Tria non si oppone mai apertamente ai provvedimenti annunciati, si limita a farli sparire, a posporli, a frenarli, a neutralizzarli. Rassicura i giocatori che si faranno, ma poi aggiunge sempre a mezza voce una frasetta, una postilla, buttata là bisbigliando e vanifica il tutto, come quelle clausole infami in corpo minimo in fondo ai contratti: lo faremo senz’altro, ma quando avremo i soldi, oppure quando avremo i conti a posto, oppure senza modificare il bilancio, o ancora, a costo zero, quando l’Europa sarà d’accordo o quando la Raggi pulirà Roma. Insomma mai.


La gag si ripete all’infinito. Ricomincio da Tria. La presenza di Tria al governo è ironica, l’atteggiamento pubblico è sornione e beffardo con un sorriso interiore che lievemente s’affaccia sul suo volto. Quando parla si capisce che sta raggirando qualcuno, e quel qualcuno sta al governo, sta nella massa degli elettori, sta nelle cabine di comando europee. Si capisce che non crede affatto alla bontà e alla realizzabilità del programma dei grillo-leghisti ma anziché prenderli di petto li prende per i fondelli. Non escludo che a volte abbia ragione lui, il Ministro dell’Affossamento, con delega ai sabotaggi e alla castrazione chimica dei decreti economici. Lui è il cavallo di Tria dell’Establishment, del Quirinale, dell’Europa. Che è poi il terzo partito invisibile al governo, con almeno tre ministeri.

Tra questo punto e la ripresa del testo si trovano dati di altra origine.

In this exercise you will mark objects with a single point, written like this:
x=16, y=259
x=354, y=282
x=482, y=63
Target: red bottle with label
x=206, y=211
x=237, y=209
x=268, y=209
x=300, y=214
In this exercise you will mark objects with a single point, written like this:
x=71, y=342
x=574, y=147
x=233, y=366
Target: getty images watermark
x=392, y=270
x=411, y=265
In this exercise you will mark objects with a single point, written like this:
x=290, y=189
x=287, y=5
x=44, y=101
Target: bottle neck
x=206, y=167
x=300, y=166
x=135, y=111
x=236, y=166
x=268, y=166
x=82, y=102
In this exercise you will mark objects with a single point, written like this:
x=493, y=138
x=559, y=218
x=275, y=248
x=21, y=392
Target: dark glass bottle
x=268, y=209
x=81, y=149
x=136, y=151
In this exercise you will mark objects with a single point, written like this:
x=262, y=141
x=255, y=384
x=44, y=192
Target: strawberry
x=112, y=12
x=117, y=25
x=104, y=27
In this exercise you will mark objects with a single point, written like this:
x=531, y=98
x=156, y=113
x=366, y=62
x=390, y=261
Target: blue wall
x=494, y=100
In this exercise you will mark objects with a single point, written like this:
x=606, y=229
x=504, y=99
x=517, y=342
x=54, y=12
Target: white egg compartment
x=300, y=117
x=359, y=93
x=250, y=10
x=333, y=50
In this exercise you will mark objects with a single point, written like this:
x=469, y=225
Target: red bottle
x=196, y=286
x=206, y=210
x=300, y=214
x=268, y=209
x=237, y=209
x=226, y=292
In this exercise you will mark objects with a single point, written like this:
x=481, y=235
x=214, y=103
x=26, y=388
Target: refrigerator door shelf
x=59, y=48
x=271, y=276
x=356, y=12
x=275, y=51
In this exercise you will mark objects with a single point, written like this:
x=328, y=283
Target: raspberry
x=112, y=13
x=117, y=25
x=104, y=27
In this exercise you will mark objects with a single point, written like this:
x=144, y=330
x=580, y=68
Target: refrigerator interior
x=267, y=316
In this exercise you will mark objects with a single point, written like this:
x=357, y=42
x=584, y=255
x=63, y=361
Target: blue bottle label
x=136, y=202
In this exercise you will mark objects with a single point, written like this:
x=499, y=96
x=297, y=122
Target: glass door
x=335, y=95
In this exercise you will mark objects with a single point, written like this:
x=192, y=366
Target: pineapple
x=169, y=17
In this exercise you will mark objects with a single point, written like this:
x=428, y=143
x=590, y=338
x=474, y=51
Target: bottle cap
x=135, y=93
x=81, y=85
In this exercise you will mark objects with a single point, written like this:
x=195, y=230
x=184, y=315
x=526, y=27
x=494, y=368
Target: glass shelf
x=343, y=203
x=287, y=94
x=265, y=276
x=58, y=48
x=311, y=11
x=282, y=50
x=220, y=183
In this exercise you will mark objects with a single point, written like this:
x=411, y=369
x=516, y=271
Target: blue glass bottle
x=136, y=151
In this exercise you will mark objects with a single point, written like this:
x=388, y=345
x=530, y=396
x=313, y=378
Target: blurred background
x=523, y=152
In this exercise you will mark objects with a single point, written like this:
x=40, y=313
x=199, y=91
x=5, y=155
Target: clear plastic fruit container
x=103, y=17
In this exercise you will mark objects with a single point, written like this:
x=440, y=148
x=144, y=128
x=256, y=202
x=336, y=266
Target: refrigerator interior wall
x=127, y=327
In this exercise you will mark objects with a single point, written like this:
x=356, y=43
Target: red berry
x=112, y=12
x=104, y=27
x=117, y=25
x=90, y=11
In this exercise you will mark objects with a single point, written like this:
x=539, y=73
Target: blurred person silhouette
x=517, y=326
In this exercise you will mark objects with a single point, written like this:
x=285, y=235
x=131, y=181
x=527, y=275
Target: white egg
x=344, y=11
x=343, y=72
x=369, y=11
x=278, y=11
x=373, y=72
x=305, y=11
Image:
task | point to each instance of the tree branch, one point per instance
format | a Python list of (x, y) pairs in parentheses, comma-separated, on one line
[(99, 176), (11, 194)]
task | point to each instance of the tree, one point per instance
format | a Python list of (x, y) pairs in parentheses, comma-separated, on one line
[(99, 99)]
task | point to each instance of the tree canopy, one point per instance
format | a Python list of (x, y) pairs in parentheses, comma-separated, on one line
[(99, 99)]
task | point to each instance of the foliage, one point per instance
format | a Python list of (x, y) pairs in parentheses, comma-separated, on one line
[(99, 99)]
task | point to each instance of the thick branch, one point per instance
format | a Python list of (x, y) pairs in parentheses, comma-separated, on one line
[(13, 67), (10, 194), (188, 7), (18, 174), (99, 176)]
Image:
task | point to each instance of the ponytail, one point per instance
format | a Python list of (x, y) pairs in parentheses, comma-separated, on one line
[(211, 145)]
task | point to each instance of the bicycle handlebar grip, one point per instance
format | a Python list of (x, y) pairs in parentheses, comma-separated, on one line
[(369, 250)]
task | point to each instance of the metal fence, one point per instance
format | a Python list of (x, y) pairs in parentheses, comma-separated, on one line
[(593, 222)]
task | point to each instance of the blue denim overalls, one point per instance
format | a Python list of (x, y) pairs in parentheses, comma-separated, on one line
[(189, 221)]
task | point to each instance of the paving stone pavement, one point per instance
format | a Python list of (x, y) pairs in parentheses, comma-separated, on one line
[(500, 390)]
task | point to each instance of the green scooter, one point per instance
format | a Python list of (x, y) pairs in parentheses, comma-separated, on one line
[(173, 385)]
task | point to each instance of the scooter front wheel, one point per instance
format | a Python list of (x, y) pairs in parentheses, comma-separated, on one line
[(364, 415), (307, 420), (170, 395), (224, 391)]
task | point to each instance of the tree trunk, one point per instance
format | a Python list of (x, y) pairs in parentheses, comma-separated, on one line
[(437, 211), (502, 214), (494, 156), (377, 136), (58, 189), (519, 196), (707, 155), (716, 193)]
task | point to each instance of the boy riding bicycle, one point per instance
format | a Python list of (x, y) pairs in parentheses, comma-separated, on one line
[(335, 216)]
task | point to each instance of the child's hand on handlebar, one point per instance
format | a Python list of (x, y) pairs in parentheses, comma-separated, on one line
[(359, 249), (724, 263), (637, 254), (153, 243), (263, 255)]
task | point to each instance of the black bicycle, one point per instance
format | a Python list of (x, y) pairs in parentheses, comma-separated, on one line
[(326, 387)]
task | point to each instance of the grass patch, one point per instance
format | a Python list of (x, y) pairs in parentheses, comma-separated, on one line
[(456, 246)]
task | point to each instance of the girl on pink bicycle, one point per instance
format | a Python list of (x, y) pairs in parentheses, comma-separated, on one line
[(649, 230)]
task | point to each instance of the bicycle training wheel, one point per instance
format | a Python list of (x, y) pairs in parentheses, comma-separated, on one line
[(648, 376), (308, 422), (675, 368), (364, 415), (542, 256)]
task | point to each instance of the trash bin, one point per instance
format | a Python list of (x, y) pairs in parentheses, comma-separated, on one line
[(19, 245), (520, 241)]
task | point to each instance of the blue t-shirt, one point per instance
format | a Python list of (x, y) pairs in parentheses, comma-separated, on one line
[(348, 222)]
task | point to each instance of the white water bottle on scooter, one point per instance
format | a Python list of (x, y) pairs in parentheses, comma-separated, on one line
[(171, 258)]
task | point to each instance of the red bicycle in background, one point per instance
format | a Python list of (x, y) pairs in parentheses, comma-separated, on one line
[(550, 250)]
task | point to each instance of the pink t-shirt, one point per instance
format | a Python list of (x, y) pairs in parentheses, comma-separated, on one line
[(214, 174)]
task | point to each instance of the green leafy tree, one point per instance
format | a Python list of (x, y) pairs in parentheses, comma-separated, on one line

Il terzo ministero, anzi il terzo uomo, segnalinee invisibile, è uno strano drone lasciato alla Farnesina dai tecnici: viene da Monti, da Prodi, da Letta, ha un bel curriculum economico-professionale, una sola volta candidato alle politiche, bocciato dagli elettori, con Scelta cinica del sullodato Monti. Di lui agli Esteri non risulta pervenuta alcuna notizia, la scientifica sta cercando di trovare qualche traccia, qualche impronta che attesti il suo coinvolgimento. Forse lavora direttamente presso le altre ambasciate o fa il ministro di notte, al buio, quando non lo importuna nessuno.


Di lui non resta memorabile nulla come ministro eccetto due cose marginali: l’inquietante sorriso senza sorriso, con una dentatura aggressiva e lasca, il cui morso potrebbe essere usato per punzonare i pacchi spediti all’estero e l’eroico antifascismo mobiliare, perché respinse dal suo ministero una scrivania che sarebbe appartenuta a Mussolini. E lo fece professandosi antifascista. Perché, sapete, le scrivanie di marca fascista sono una minaccia alla democrazia, un pericolo per l’Europa, bisogna respingerle…


Se si organizzano con gli armadi e le sedie, rischiano di marciare su Roma… Benché abbia due cognomi, Moavero Milanesi non ha un nome riconosciuto. Scrive lettere anonime all’Europa e gli rispondono facendo denuncia contro ignoti.


Omnia tria sunt perfecta, dicevano i latini e un mio compagno di scuola traduceva “in ogni treno c’è un prefetto”. Ma questa è la terna arbitrale che ci tocca, il trio lescano per cantarle all’Europa, la cinghia di trasmissione con l’UE, il Quirinale e l’Establishment. Non so se siano un bene, un male, un nulla. Ma mi incuriosisce vedere come andrà a finire, cosa faranno in caso di crisi o caduta del governo in carica. Se si ricicleranno altrove, se fuggiranno all’estero o se verranno riposti nelle apposite custodie.